Reefs' stunt is food for thought
COMMUTERS heading to work via South Shore this morning may have noticed staff at The Reefs attempting to redefine the term 'drive-thru'.
While there is no chance of a fast-food restaurant cropping up at the Southampton resort any time soon, waiters and waitresses from the hotel's newest eatery, Royston's, spent the morning handing out samples from their new brunch menu to rush-hour drivers.
If you missed the hotel's free breakfast-on-the-go, fear not: uniformed staff members will be back on the road this evening from 5 p.m. to 6 p.m., weaving through the cars, armed with trays of canapés and bite-sized versions of popular dishes for those battling the traffic. The stunt, which will be replicated every morning and evening for the next week, aims to whet the Bermudian public's appetite for The Reefs' overhauled brunch menu, as well as its latest restaurant, Royston's, the product of an extensive renovation completed earlier this autumn.

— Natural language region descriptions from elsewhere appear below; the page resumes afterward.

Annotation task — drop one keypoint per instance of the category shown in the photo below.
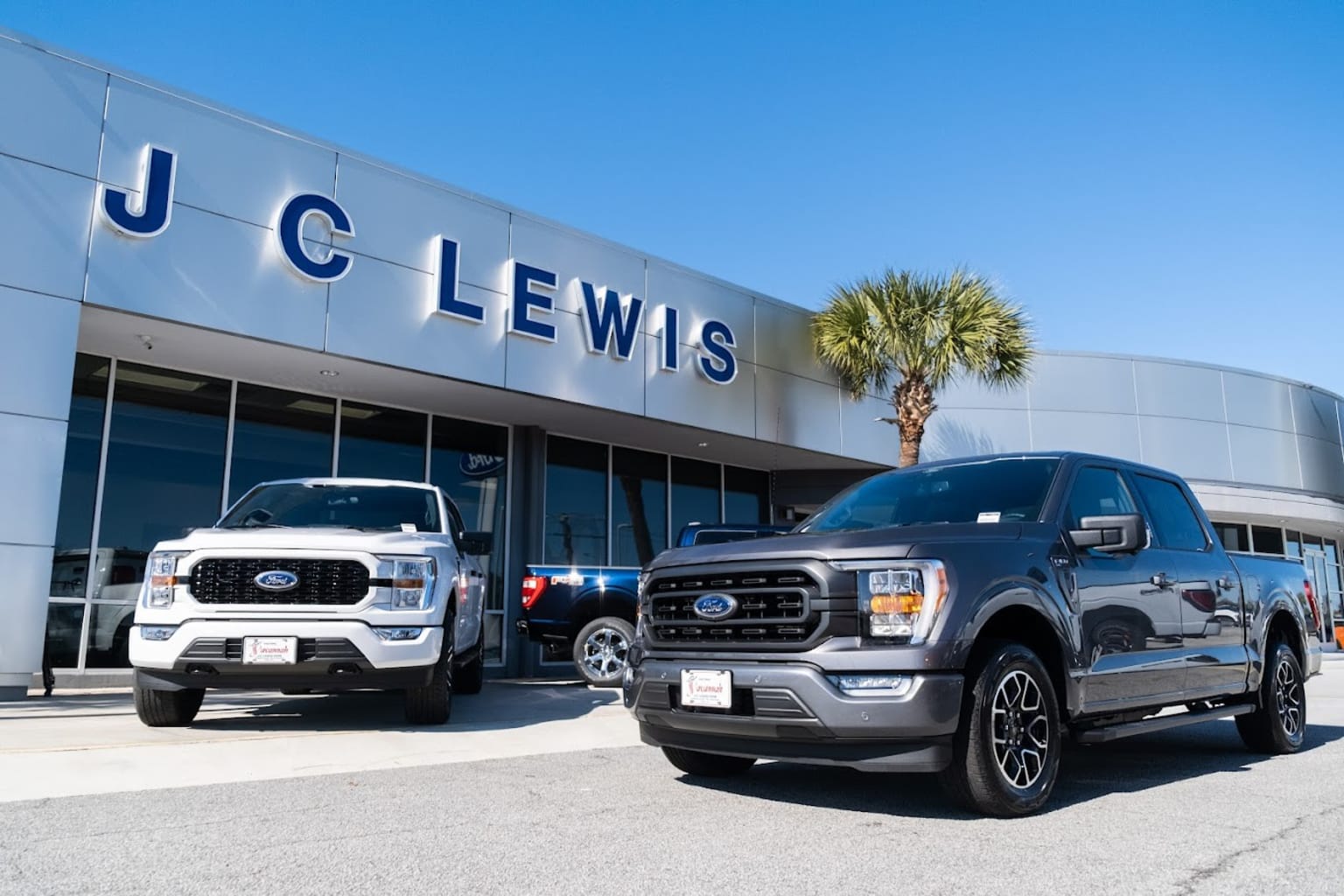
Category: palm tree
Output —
(920, 332)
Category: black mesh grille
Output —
(320, 582)
(772, 607)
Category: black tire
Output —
(707, 765)
(1278, 725)
(168, 708)
(601, 649)
(1005, 751)
(471, 677)
(431, 704)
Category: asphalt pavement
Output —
(582, 808)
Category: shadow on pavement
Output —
(1086, 773)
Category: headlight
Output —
(900, 599)
(413, 582)
(160, 578)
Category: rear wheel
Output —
(601, 649)
(1280, 724)
(431, 704)
(168, 708)
(1005, 751)
(707, 765)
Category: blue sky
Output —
(1145, 178)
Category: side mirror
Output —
(478, 543)
(1117, 534)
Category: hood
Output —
(859, 544)
(310, 537)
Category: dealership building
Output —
(193, 301)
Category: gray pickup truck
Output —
(964, 618)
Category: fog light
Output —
(398, 633)
(872, 685)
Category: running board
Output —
(1160, 723)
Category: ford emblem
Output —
(715, 606)
(276, 580)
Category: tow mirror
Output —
(478, 543)
(1112, 534)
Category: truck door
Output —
(1128, 602)
(1213, 625)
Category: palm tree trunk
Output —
(913, 401)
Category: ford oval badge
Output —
(715, 606)
(276, 580)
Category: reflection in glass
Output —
(639, 506)
(746, 496)
(382, 442)
(695, 492)
(278, 436)
(165, 468)
(62, 644)
(576, 502)
(469, 462)
(109, 634)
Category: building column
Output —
(37, 364)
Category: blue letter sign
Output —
(290, 231)
(158, 172)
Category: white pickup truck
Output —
(333, 584)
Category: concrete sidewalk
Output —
(92, 742)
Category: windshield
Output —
(354, 507)
(999, 491)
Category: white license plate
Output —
(707, 688)
(270, 650)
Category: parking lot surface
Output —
(542, 788)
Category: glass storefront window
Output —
(695, 494)
(746, 496)
(639, 507)
(1268, 539)
(576, 502)
(382, 442)
(278, 436)
(469, 461)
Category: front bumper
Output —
(790, 710)
(206, 653)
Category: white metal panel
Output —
(797, 411)
(567, 371)
(52, 108)
(45, 233)
(27, 578)
(225, 164)
(697, 300)
(784, 341)
(574, 258)
(32, 452)
(396, 220)
(210, 271)
(383, 312)
(37, 349)
(686, 396)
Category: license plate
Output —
(270, 650)
(707, 688)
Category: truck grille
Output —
(772, 607)
(320, 582)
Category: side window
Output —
(1175, 522)
(1097, 492)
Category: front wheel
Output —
(1280, 724)
(601, 649)
(1005, 751)
(168, 708)
(707, 765)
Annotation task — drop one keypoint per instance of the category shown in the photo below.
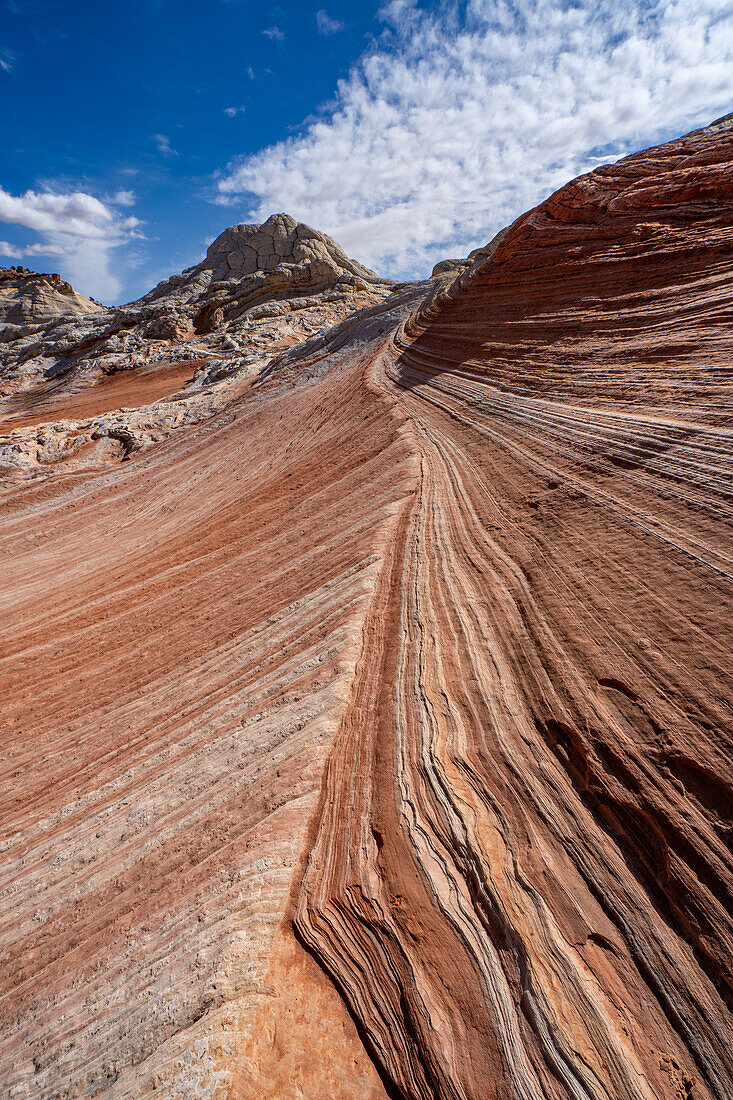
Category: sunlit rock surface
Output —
(372, 737)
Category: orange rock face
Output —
(373, 738)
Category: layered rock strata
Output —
(132, 374)
(374, 738)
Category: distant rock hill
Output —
(31, 296)
(67, 362)
(372, 738)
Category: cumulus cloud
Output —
(163, 145)
(461, 118)
(79, 229)
(327, 24)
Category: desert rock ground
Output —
(369, 735)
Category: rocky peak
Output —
(281, 241)
(28, 296)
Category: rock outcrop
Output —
(373, 739)
(189, 343)
(26, 296)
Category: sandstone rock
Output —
(372, 738)
(28, 296)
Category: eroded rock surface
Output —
(130, 375)
(373, 738)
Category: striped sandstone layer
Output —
(401, 686)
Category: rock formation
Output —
(372, 737)
(28, 296)
(175, 355)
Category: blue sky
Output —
(133, 133)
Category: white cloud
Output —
(163, 145)
(462, 118)
(327, 24)
(123, 198)
(75, 227)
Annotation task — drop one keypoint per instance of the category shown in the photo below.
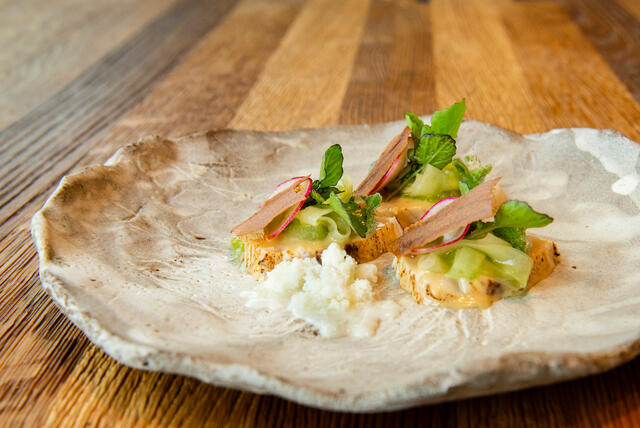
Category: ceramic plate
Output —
(134, 252)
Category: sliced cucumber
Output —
(466, 263)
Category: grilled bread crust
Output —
(259, 257)
(545, 257)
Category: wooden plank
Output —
(475, 59)
(580, 90)
(615, 33)
(223, 58)
(205, 90)
(45, 45)
(58, 132)
(632, 6)
(304, 81)
(393, 71)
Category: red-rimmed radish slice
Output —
(281, 187)
(293, 213)
(393, 172)
(449, 238)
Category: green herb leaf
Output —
(437, 150)
(448, 121)
(236, 252)
(331, 167)
(416, 124)
(360, 218)
(510, 224)
(513, 235)
(470, 178)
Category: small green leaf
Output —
(520, 214)
(416, 124)
(361, 219)
(510, 223)
(371, 203)
(236, 252)
(434, 149)
(514, 236)
(331, 166)
(448, 121)
(471, 178)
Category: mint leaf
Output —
(434, 149)
(236, 252)
(510, 224)
(371, 203)
(470, 178)
(448, 121)
(520, 214)
(331, 167)
(361, 219)
(416, 124)
(513, 235)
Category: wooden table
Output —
(80, 79)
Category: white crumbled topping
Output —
(336, 296)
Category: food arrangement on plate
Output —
(420, 284)
(457, 239)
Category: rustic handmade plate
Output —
(135, 254)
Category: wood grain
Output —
(56, 134)
(594, 99)
(194, 65)
(615, 33)
(475, 59)
(305, 79)
(393, 70)
(50, 48)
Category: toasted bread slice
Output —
(480, 293)
(261, 256)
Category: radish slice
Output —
(279, 188)
(295, 211)
(449, 238)
(389, 175)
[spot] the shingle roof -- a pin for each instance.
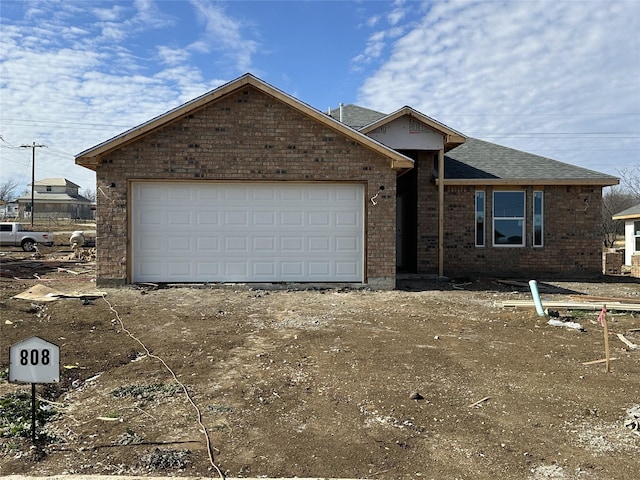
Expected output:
(628, 213)
(57, 182)
(54, 197)
(355, 116)
(477, 160)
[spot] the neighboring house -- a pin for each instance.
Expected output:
(8, 209)
(248, 184)
(631, 217)
(56, 198)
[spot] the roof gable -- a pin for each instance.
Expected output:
(56, 182)
(92, 157)
(477, 161)
(629, 213)
(451, 138)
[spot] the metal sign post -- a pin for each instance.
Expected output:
(34, 360)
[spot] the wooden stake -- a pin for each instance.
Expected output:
(607, 355)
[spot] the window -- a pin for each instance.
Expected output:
(508, 219)
(480, 219)
(538, 216)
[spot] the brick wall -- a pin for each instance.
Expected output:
(572, 236)
(635, 266)
(246, 136)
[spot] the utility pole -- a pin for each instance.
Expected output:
(33, 147)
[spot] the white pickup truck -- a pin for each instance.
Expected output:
(15, 235)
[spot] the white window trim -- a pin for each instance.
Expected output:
(484, 217)
(523, 219)
(533, 219)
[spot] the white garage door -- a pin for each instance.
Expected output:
(247, 232)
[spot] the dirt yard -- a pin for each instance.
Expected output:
(435, 380)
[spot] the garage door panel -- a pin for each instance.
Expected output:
(207, 217)
(198, 232)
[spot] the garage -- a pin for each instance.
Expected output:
(247, 232)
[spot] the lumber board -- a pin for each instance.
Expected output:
(569, 305)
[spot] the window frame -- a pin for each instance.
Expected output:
(537, 218)
(521, 218)
(480, 230)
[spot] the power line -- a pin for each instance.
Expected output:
(33, 147)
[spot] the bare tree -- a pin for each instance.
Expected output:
(89, 194)
(630, 180)
(616, 199)
(8, 190)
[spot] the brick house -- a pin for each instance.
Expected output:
(248, 184)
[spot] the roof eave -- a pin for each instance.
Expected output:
(529, 181)
(631, 216)
(452, 138)
(92, 157)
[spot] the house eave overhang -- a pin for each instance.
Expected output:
(631, 216)
(92, 158)
(452, 138)
(528, 181)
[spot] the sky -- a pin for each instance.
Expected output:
(556, 78)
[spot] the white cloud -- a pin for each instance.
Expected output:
(500, 70)
(223, 34)
(71, 83)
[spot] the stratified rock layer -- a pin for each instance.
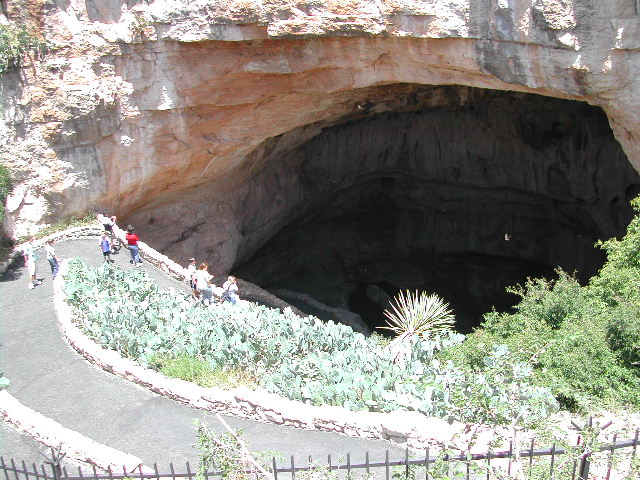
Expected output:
(165, 112)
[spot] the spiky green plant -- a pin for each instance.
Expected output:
(416, 314)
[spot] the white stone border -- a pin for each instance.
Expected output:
(70, 233)
(411, 428)
(73, 444)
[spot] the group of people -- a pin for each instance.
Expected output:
(199, 277)
(107, 242)
(203, 288)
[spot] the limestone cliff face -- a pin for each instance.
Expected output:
(141, 106)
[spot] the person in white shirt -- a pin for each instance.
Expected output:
(230, 290)
(203, 283)
(29, 254)
(191, 270)
(51, 256)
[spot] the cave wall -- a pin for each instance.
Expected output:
(463, 198)
(138, 104)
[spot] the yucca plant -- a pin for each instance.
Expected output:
(416, 314)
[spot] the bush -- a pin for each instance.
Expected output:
(15, 42)
(564, 331)
(302, 359)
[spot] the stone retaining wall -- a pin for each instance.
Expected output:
(410, 428)
(71, 443)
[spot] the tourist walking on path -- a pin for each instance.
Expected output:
(52, 258)
(29, 254)
(107, 222)
(105, 246)
(230, 288)
(192, 268)
(203, 283)
(132, 241)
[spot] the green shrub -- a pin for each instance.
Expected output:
(198, 370)
(564, 331)
(302, 359)
(15, 42)
(5, 189)
(623, 332)
(584, 342)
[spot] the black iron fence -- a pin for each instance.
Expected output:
(616, 460)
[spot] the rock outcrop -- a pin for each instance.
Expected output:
(170, 113)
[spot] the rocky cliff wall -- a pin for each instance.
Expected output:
(141, 106)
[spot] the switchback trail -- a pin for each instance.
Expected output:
(49, 377)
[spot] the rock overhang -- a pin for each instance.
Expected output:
(154, 105)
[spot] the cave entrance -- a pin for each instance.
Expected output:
(463, 198)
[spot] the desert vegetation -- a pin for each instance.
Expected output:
(564, 344)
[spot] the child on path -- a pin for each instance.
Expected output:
(29, 254)
(52, 258)
(230, 288)
(191, 270)
(105, 246)
(132, 241)
(202, 280)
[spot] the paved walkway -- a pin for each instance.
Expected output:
(49, 377)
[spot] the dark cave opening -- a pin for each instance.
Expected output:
(462, 200)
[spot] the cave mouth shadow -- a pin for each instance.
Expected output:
(462, 199)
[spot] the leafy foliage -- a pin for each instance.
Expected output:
(15, 42)
(5, 189)
(198, 370)
(300, 358)
(583, 341)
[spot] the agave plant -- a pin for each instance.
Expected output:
(416, 314)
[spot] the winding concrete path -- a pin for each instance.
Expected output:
(49, 377)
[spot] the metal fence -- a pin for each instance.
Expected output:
(559, 463)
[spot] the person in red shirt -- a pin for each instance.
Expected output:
(132, 241)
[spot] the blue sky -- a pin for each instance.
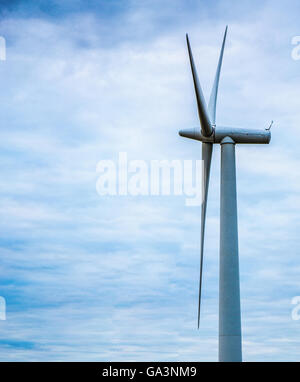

Dedicated to hotel owner David Dodwell's late father, the restaurant is intended to reflect the personality of Royston Dodwell, down to the use of his handwriting on the menus and wine list.
Royston's has been designed to resemble a traditional supper club, and includes a 1,000-bottle wine room that can also serve as a private dining room for parties.
The Reefs' well-known Sunday brunch has similarly been revitalised and will now span both the resorts' new restaurants as well as its display kitchen ¿ the focal point of the entire operation.
"Our goal was to offer the same great brunch that everyone loved, but we wanted to take it to the next level by offering something new and innovative," said director of operations Perry Robinson.
"Our food station right in the kitchen allows guests to interact with the chefs and take in a whole new brunch experience."